Agnost AI, startup de YC, lanza una herramienta de análisis que detecta la 'frustración' no expresada por los usuarios
Agnost AI ha desarrollado una herramienta que analiza automáticamente las conversaciones con agentes de IA para identificar problemas y necesidades ocultas de los usuarios, tareas que antes requerían revisión manual.
Agnost AI, una startup respaldada por Y Combinator (YC S26), ha lanzado una herramienta de análisis diseñada específicamente para equipos que crean agentes de IA basados en chat y voz.
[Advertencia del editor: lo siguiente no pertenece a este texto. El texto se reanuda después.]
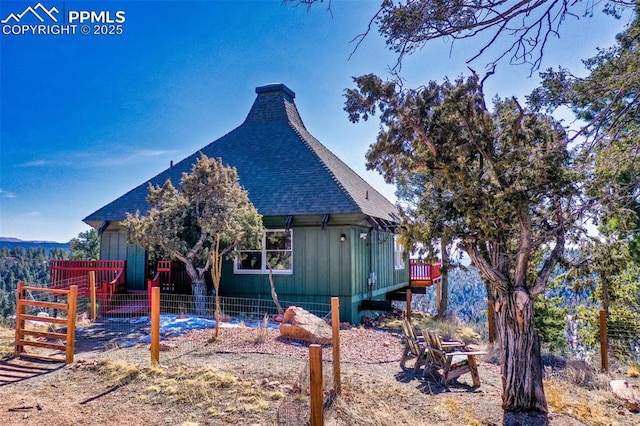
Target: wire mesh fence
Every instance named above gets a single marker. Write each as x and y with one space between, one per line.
248 343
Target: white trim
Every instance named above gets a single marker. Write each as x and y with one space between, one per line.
396 246
263 255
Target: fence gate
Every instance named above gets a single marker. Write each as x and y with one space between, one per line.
41 328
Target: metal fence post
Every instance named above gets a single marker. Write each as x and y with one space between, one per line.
335 324
604 341
155 326
315 379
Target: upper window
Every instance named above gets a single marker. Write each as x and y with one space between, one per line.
276 252
398 253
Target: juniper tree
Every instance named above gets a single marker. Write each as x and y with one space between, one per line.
209 216
500 182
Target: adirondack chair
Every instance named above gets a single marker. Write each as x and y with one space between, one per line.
414 347
449 361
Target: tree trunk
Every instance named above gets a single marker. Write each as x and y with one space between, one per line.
199 287
444 281
521 363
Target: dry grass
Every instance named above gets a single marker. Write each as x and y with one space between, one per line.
587 406
258 335
119 372
7 341
237 382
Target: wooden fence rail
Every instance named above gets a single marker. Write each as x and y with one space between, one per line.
25 299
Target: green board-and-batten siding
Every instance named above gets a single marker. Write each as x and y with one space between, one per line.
323 267
114 246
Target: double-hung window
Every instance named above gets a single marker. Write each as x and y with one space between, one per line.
398 253
276 252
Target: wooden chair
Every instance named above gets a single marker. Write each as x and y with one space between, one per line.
413 348
449 360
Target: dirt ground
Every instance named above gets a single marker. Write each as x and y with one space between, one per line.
254 377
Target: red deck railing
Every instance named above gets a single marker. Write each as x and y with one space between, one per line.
422 273
110 276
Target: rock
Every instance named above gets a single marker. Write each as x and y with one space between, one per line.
629 392
224 317
300 324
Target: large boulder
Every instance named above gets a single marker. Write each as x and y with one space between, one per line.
630 393
300 324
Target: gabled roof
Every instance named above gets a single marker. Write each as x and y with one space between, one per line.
285 170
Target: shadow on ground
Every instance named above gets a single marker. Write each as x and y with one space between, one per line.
15 370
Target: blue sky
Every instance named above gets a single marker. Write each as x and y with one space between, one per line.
86 118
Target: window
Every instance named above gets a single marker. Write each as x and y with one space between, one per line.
276 252
398 253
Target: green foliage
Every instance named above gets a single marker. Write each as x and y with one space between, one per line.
30 266
550 316
86 246
186 223
499 182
La plataforma aborda el problema de que las métricas tradicionales, como el conteo de clics, no son suficientes para evaluar el rendimiento de productos conversacionales.
El núcleo de Agnost AI consiste en analizar las conversaciones reales entre usuarios y agentes en producción para detectar "fallos de comportamiento". Estos actúan como señales de problemas que los usuarios no mencionan directamente, como el uso de lenguaje agresivo hacia el agente (rageprompting), la repetición de solicitudes con diferentes palabras, correcciones constantes, consultas sobre funciones inexistentes o el abandono de la sesión pese a recibir respuestas técnicamente correctas.
La herramienta importa los historiales de chat (logs) existentes sin necesidad de instalaciones complejas. Luego, el sistema identifica señales de retroalimentación explícitas e implícitas, clasificándolas en categorías como intenciones del usuario, solicitudes de funciones, puntos de frustración y patrones de error. Estos insights se exportan como listas etiquetadas para ayudar a los equipos de producto a planificar mejoras o ajustar los modelos (fine-tuning). Además, el sistema puede generar Pull Requests (PR) para optimizar los prompts y las herramientas de los agentes.
Sus fundadores, Shubham y Parth, señalan que el objetivo es cerrar la brecha de comprensión sobre dónde se estancan los usuarios, ya que rara vez ofrecen feedback directo. Se reporta que la empresa levantó 250,000 dólares en una ronda pre-seed liderada por Entrepreneurs First.
Esta herramienta permite a los desarrolladores mejorar los chatbots y agentes de IA que usamos a diario, reduciendo la frustración del usuario y respondiendo a sus necesidades reales sin esperar a que presenten una queja formal.